I Expect the Remaining Slots to
Sell Out Within 24 Hours…

If you’re interested in signing up, please do so immediately. This is likely the last time you’ll hear anything about this new service as I fully expect all slots will be filled within 24 hours after you receiving this letter...

But even if you do act now, I cannot guarantee there will bespace available. (My marketing people tell me that based on previous offers, we’ll sell out our remaining spaces in less than 24 hours.) The best I can do is to put you on a waiting list — and drop you in on a first come, first serve basis.

There are several ways to subscribe — and some are faster
than others. To subscribe immediately go directly to
www.recontradealert.com/order-queue/.

The second fastest way is to call us directly at 1-800-479-5084.And of course you can fill out the attached order form and send itback to us at the address provided (you may also send it viaexpress mail or FedEx for faster delivery — if you wish).

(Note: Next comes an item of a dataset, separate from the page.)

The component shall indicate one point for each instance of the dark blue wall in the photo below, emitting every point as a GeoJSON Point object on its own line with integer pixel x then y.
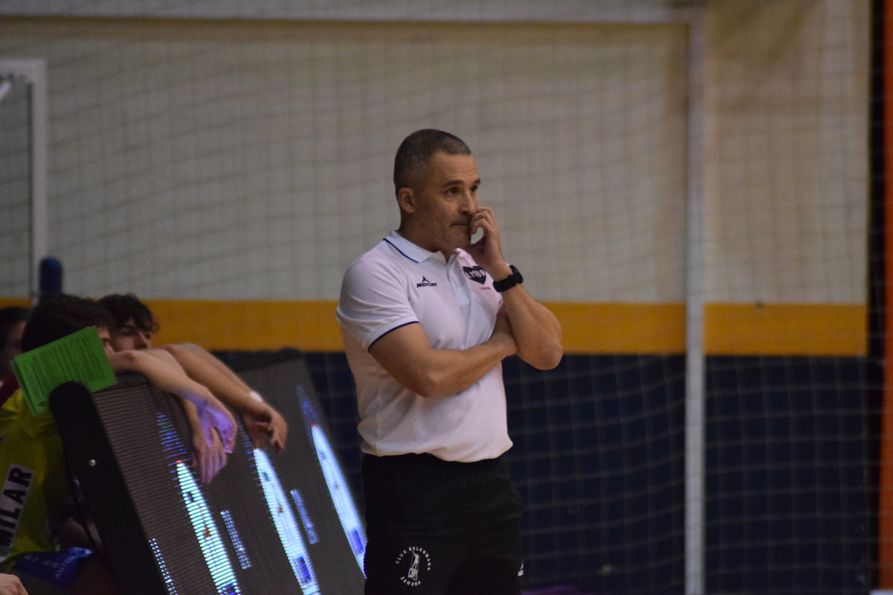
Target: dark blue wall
{"type": "Point", "coordinates": [599, 457]}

So if the prospect of making 76%, 134% or 4,298% on your moneyexcites you... the risk involved in trading these stocks doesn’tscare you... and the $995 price tag doesn’t make you wince... I encourage you to subscribe today as quickly as possible.

Please don’t delay

Cheers,

Luke Hodgens
Editor, Powerhouse Profits, Trinity Investment Research

P.S. I’ve just uncovered the next Recon pick... it’s a smallunknown energy company selling for under $4 — and it’s ready to breakout. Get in now and your money could double in just 6 months!

P.P.S. And just this morning we cashed out at 36% on Nuance Communications. Threre were rumors on the street of a big mergerdeal and Recon members were the first to arrive at the party!